Let us take the name Hatim Ahmad BARAKAT (خاتم أحمد بركات) as an example. The OFAC list has the following entries for this name:
Main OFAC entry: |
OFAC aliases: |
|---|---|
| Hatim Ahmad BARAKAT | Hatam Ahmad BARAKAT |
| Hatem Ahmad BARAKAT | |
| Hattem Ahmad BARAKAT | |
| Hotem Ahmad BARAKAT |
The table below lists the top 15 out of about 130,000 actual and potential variants of the OFAC name Hatim Ahmad BARAKAT, which appear in CJKI's XOFAC database. The table has the following fields:
Rank |
relative ranking based on component frequencies |
|---|---|
Variant |
variants of OFAC name, mostly not appearing in the OFAC list |
Freq1 |
frequency of occurrence on the web of Hatim variants |
Freq2 |
frequency of occurrence on the web of Ahmad variants |
Freq3 |
frequency of occurrence on the web of Barakat variants |
Rank
|
Variant
|
Freq1
|
Freq2
|
Freq3
|
|---|---|---|---|---|
| 000001 | Hatem Ahmed Barakat | 0001580000 | 0039000000 | 0001180000 |
| 000002 | Hatim Ahmed Barakat | 0000925000 | 0039000000 | 0001180000 |
| 000003 | Hatem Ahmed Bereket | 0001580000 | 0039000000 | 0000651000 |
| 000004 | Hatem Ahmad Barakat | 0001580000 | 0025600000 | 0001180000 |
| 000005 | Khadem Ahmed Barakat | 0000194000 | 0039000000 | 0001180000 |
| 000006 | Hatem Ahmed Bareket | 0001580000 | 0039000000 | 0000057200 |
| 000007 | Hattem Ahmed Barakat | 0000180000 | 0039000000 | 0001180000 |
| 000008 | Hatem Ahmed Berekat | 0001580000 | 0039000000 | 0000033400 |
| 000009 | Hatem Ahmet Barakat | 0001580000 | 0018400000 | 0001180000 |
| 000010 | Hadim Ahmed Barakat | 0000114000 | 0039000000 | 000118000 |
| 000011 | Hatem Ahmed Baraket | 0001580000 | 0039000000 | 0000016300 |
| 000012 | Hatam Ahmed Barakat | 0000081300 | 0039000000 | 0001180000 |
| 000013 | Hatem Ahmed Barakaat | 0001580000 | 0039000000 | 0000014300 |
| 000014 | Hatem Achmed Barakat | 0001580000 | 0000777000 | 0001180000 |
| 000015 | Hetem Ahmed Barakat | 0000065600 | 0039000000 | 0001180000 |
Only the fourth entry (Hatem Ahmad Barakat) in the top 15 above actually appears in the OFAC list. Therefore, even among the top 15 full name variants in XOFAC, this person's official OFAC name and three of his listed aliases are not to be found.
Hattem Ahmed Barakat (Rank 000007 above) is an example of an XOFAC entry that is an alias not found in the OFAC list that does indeed refer to the person in question. That is, it is an actual, not a potential, variant of that person's name.

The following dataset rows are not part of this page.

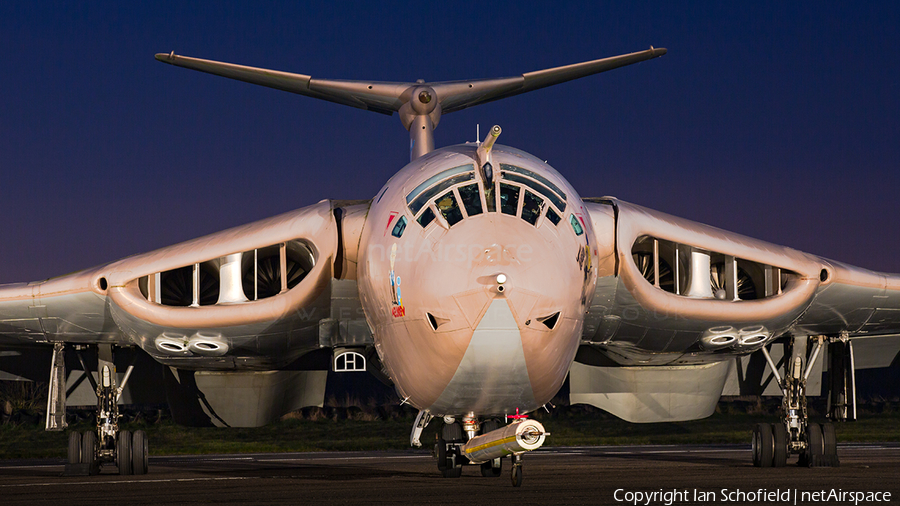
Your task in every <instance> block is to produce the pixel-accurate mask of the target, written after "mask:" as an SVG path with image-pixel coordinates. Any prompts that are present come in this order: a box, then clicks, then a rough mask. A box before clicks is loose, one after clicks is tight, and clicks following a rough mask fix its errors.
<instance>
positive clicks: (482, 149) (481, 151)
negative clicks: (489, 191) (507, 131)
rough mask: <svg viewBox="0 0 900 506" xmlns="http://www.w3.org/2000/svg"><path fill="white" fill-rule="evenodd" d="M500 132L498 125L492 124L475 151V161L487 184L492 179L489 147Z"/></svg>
mask: <svg viewBox="0 0 900 506" xmlns="http://www.w3.org/2000/svg"><path fill="white" fill-rule="evenodd" d="M500 132H502V130H501V128H500V125H494V126H493V127H492V128H491V131H490V132H488V134H487V136H486V137H485V138H484V142H482V143H481V144H479V145H478V150H477V151H475V161H477V162H478V166H479V167H481V177H482V179H484V181H485V182H486V183H488V184H490V183H492V182H493V181H494V174H493V172H494V170H493V169H494V168H493V166H491V148H493V147H494V143H495V142H496V141H497V137H500Z"/></svg>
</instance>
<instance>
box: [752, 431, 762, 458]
mask: <svg viewBox="0 0 900 506" xmlns="http://www.w3.org/2000/svg"><path fill="white" fill-rule="evenodd" d="M761 448H762V444H761V443H760V441H759V424H756V425H754V426H753V435H751V436H750V452H751V453H752V454H753V467H760V462H761V459H760V458H759V451H760V449H761Z"/></svg>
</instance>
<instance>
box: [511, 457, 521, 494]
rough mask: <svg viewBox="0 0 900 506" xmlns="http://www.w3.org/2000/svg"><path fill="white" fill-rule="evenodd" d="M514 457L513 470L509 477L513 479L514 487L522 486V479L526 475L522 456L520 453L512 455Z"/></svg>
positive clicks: (512, 461)
mask: <svg viewBox="0 0 900 506" xmlns="http://www.w3.org/2000/svg"><path fill="white" fill-rule="evenodd" d="M510 458H511V459H512V464H513V465H512V470H511V471H510V474H509V477H510V479H511V480H512V484H513V486H514V487H521V486H522V480H524V476H523V475H522V457H520V456H518V455H510Z"/></svg>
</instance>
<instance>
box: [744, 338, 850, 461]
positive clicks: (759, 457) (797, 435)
mask: <svg viewBox="0 0 900 506" xmlns="http://www.w3.org/2000/svg"><path fill="white" fill-rule="evenodd" d="M824 341H825V339H824V337H822V336H820V337H818V338H817V345H816V348H815V350H814V351H813V353H812V355H811V356H810V357H808V359H807V360H806V366H805V367H804V359H805V358H806V344H807V343H806V336H796V337H794V338H793V339H792V340H791V341H789V342H788V345H787V346H786V349H785V356H786V357H790V358H789V359H786V360H785V361H784V363H785V368H784V369H785V370H784V373H785V374H784V377H783V378H782V377H781V375H780V374H779V373H778V369H777V368H776V366H775V362H774V361H773V360H772V357H771V356H769V352H768V350H767V349H766V348H765V347H763V348H761V350H760V351H761V352H762V353H763V355H764V357H765V359H766V362H767V363H768V364H769V367H770V368H771V370H772V375H773V376H774V378H775V380H776V382H777V384H778V386H779V387H780V388H781V392H782V406H781V412H782V417H781V420H779V421H778V422H777V423H775V424H772V425H768V424H757V425H756V427H754V429H753V439H752V448H753V450H752V451H753V465H754V466H756V467H784V466H785V465H786V464H787V459H788V457H789V456H790V455H791V454H798V455H799V460H798V465H800V466H803V467H806V466H808V467H837V466H839V465H840V462H839V460H838V455H837V438H836V436H835V432H834V425H832V424H831V423H826V424H818V423H812V422H810V421H809V415H808V412H807V401H806V381H807V379H808V378H809V375H810V373H811V371H812V365H813V364H815V361H816V358H817V357H818V355H819V351H820V350H821V348H822V346H823V343H824Z"/></svg>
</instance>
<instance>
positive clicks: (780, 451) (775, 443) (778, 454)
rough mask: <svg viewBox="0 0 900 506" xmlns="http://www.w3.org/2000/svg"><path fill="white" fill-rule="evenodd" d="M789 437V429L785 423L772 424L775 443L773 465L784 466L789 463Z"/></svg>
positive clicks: (773, 449) (772, 456)
mask: <svg viewBox="0 0 900 506" xmlns="http://www.w3.org/2000/svg"><path fill="white" fill-rule="evenodd" d="M787 438H788V436H787V429H786V428H785V427H784V425H783V424H780V423H774V424H772V439H773V443H774V446H773V451H772V459H773V460H772V467H784V466H786V465H787V455H788V448H787Z"/></svg>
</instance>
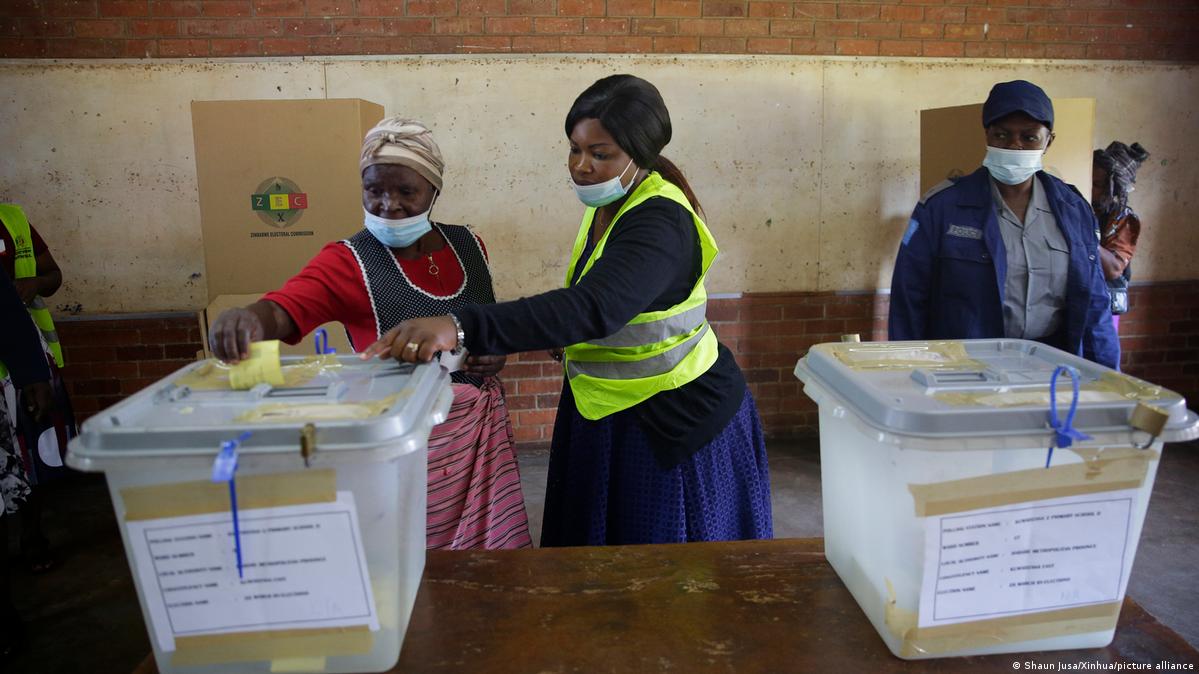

Another example is the name Mohamed Ben Belgacem AOUADI, which has just one alias in OFAC. However, in addition to thousands of potential variants, our XOFAC database contains three additional attested variants, as illustrated below:
Main OFAC entry: |
OFAC alias: |
Validated full name variants
NOT listed in OFAC |
|---|---|---|
| Mohamed Ben Belgacem AOUADI | Mohamed Ben Belkacem AOUADI | Mohammed Ben Belgacem AOUADI |
| Muhammad Bin Belgacem AWADI | ||
| Mohamed Ben Belgacem AL AOUADI |
The above demonstrates the important role that the XOFAC database can play in avoiding false negatives; that is, in ensuring that the person in question is correctly identified no matter how his or her name is spelled or misspelled.